Abstract
Aiming at addressing the problems of high specific energy consumption for cutting and slow response to the change of hardness in the control of existing mining roadheaders, an adaptive variable speed cutting control method based on cutting performance optimization is proposed by analyzing the working principle of roadheaders. Firstly, cylinder pressure and motor current are invoked as the criteria to judge load changes. Particle swarm optimization is utilized to optimize the cutting parameters under different impedance. Then, the relation between cutting speed, motor current and cylinder pressure is established by using fuzzy neural network to train cutting parameters and identification parameters under different conditions. Finally, the vector control of motor and electro-hydraulic servo valve is used to control the cutting speed. The results show that the cutting unit can adapt to different load signals and always keep the roadheader in the optimal working state.
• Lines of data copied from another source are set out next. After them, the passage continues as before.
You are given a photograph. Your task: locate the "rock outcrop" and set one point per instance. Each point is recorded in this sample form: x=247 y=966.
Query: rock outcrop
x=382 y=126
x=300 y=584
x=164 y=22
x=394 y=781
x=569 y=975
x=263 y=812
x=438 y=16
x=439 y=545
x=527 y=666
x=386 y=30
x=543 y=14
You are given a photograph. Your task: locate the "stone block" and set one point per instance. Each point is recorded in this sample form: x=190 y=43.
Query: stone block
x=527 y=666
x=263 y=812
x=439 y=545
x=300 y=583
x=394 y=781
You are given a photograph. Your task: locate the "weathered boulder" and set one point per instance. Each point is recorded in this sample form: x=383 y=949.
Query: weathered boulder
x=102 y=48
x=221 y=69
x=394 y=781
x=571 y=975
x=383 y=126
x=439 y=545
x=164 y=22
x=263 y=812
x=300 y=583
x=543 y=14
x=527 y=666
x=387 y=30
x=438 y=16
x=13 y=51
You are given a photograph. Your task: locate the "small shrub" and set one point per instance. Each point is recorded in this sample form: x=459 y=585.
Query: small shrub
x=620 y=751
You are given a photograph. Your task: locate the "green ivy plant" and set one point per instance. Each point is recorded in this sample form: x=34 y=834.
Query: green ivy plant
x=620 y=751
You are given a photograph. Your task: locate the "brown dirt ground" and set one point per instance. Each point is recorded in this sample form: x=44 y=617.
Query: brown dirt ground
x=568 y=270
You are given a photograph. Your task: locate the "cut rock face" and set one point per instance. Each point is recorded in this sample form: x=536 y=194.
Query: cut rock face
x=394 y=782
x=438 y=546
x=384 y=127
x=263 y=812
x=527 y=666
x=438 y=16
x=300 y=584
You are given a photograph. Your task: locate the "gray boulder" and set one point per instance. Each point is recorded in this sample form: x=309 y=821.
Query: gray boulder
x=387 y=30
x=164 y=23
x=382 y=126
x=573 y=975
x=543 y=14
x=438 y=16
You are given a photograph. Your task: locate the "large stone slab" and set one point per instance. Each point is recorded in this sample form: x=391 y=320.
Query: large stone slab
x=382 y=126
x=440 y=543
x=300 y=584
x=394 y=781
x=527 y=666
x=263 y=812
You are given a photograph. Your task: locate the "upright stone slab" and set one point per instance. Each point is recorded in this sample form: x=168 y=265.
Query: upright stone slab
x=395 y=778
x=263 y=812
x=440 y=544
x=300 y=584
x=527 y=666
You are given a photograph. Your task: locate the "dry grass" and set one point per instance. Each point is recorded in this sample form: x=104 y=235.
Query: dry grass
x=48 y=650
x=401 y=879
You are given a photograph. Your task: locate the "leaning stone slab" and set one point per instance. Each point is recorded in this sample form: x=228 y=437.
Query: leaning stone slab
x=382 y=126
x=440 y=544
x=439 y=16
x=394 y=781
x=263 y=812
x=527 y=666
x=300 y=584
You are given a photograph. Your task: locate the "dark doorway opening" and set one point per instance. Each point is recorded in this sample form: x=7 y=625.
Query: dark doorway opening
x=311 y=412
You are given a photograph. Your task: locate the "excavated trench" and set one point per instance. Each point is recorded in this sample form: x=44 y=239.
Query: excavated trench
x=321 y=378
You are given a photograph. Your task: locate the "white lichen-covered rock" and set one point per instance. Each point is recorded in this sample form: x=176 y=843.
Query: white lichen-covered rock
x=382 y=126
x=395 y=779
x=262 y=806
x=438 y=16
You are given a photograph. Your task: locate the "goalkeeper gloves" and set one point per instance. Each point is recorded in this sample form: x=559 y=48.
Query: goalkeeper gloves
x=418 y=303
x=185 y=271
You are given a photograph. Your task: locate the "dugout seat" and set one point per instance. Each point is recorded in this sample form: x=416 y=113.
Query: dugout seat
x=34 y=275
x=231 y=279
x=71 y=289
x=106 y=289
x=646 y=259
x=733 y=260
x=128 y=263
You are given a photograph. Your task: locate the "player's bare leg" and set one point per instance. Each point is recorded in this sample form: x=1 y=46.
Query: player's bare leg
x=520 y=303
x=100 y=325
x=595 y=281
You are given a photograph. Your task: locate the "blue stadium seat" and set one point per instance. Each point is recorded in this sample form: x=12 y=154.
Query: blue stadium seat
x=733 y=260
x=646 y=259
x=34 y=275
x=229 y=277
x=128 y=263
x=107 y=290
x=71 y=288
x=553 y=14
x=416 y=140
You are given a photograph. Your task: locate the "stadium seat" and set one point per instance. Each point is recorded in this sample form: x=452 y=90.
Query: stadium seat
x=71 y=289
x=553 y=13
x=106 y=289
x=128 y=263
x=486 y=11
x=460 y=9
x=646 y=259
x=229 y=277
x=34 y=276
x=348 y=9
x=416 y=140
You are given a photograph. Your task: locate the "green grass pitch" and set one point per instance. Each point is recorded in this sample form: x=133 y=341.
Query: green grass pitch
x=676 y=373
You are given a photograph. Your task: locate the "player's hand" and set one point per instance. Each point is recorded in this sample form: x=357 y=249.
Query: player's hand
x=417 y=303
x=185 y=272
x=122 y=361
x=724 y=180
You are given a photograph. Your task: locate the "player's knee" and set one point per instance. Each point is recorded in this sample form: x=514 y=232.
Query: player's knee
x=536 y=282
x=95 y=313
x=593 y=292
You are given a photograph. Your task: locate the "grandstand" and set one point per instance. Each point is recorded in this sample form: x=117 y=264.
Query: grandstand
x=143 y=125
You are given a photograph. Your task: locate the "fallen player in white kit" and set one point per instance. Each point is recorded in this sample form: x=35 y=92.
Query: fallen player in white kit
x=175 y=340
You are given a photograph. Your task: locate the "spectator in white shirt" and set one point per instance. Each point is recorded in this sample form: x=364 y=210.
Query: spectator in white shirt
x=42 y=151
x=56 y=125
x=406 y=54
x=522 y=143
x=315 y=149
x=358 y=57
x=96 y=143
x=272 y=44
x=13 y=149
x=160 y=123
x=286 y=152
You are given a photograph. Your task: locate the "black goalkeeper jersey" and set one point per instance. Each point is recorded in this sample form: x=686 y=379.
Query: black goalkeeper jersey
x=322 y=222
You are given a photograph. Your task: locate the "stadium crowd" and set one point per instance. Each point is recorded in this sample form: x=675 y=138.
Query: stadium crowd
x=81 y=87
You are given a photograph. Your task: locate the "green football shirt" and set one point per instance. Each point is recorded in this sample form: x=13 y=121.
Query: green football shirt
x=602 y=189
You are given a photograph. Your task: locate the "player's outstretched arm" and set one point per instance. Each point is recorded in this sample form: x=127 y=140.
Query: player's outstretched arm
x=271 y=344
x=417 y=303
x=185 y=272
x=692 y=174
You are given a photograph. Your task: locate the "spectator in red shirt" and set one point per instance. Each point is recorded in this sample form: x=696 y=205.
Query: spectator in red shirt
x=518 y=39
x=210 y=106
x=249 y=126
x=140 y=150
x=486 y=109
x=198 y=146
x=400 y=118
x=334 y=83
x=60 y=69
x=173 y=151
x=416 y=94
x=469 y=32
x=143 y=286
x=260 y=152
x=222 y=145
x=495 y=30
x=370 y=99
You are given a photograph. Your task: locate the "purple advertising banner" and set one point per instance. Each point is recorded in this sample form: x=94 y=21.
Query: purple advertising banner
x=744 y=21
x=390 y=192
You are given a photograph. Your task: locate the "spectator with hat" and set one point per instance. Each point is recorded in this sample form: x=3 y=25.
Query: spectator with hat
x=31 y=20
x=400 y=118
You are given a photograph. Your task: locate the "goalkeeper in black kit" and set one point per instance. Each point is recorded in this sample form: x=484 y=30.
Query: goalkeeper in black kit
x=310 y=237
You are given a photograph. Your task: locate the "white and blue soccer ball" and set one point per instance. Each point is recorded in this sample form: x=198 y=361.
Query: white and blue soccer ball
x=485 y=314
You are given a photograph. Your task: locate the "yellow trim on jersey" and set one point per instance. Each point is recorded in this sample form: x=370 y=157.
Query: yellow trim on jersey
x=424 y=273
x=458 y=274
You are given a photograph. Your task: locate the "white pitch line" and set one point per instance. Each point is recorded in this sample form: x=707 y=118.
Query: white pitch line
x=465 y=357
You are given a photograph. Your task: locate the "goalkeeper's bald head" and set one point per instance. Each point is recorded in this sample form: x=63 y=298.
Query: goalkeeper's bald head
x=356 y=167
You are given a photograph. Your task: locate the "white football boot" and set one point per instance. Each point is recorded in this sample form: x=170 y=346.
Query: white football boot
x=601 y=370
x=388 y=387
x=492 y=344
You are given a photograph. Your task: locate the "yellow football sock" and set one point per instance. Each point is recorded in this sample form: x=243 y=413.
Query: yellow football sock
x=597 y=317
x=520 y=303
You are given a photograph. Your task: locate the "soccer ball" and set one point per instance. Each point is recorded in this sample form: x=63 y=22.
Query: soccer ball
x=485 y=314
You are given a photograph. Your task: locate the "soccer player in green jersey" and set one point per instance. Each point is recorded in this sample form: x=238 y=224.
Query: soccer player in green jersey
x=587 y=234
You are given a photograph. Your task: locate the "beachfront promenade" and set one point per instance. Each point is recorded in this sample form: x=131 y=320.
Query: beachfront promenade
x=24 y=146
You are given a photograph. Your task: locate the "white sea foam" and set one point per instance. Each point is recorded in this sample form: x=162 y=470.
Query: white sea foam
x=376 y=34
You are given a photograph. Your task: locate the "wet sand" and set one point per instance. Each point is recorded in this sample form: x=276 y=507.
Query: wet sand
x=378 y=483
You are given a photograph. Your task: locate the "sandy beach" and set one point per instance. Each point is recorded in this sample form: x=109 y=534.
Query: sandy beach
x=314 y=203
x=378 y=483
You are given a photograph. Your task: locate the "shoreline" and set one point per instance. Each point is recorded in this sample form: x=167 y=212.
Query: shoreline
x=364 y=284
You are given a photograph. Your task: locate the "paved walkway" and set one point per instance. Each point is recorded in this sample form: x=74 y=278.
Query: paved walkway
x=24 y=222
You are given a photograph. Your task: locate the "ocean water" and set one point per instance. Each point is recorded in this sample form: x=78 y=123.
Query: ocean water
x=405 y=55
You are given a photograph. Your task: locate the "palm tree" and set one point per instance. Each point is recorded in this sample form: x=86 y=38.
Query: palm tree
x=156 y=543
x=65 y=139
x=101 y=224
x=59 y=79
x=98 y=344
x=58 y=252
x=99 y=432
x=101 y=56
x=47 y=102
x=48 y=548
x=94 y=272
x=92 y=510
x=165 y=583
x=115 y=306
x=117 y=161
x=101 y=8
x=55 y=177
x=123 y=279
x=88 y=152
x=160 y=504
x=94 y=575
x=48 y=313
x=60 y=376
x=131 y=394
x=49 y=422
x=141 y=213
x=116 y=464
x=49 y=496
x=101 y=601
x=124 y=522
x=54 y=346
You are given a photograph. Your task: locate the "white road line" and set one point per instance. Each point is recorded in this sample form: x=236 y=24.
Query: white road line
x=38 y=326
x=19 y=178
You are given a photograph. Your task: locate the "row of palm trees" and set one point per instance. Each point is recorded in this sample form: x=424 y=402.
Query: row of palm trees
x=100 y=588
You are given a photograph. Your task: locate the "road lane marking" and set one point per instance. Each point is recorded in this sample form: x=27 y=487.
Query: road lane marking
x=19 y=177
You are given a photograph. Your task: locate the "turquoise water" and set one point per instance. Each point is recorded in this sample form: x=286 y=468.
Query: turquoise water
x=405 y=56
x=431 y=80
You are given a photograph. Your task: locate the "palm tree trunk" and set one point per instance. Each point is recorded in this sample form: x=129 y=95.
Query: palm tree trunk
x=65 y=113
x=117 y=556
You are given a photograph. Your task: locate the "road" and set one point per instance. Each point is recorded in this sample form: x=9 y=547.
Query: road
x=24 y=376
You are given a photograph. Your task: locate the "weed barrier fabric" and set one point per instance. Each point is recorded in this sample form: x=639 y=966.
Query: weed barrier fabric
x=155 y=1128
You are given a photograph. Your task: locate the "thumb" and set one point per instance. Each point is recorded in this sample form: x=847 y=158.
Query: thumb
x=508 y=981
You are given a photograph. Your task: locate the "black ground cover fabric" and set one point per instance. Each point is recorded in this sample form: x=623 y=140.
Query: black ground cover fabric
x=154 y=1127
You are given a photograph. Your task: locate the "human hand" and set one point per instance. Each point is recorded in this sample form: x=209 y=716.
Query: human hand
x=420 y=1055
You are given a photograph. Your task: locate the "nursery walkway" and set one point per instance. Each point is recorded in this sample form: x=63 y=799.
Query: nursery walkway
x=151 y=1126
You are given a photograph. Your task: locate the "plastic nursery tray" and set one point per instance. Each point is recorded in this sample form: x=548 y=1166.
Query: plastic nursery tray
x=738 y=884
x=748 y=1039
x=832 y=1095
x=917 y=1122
The rotation speed regulation of the cutting head reaches the stable state after 0.05 s, with the overshoot of 1.42%. The swing speed regulation of the cutting head reaches the stable state after 1 s, with the overshoot of 5.3%. Conclusions provide a basis for improving the cutting efficiency and prolonging the working life of the roadheader.
Funder
Anhui Science and Technology Major Project
Subject
Electrical and Electronic Engineering,Industrial and Manufacturing Engineering,Control and Optimization,Mechanical Engineering,Computer Science (miscellaneous),Control and Systems Engineering
Cited by
7 articles.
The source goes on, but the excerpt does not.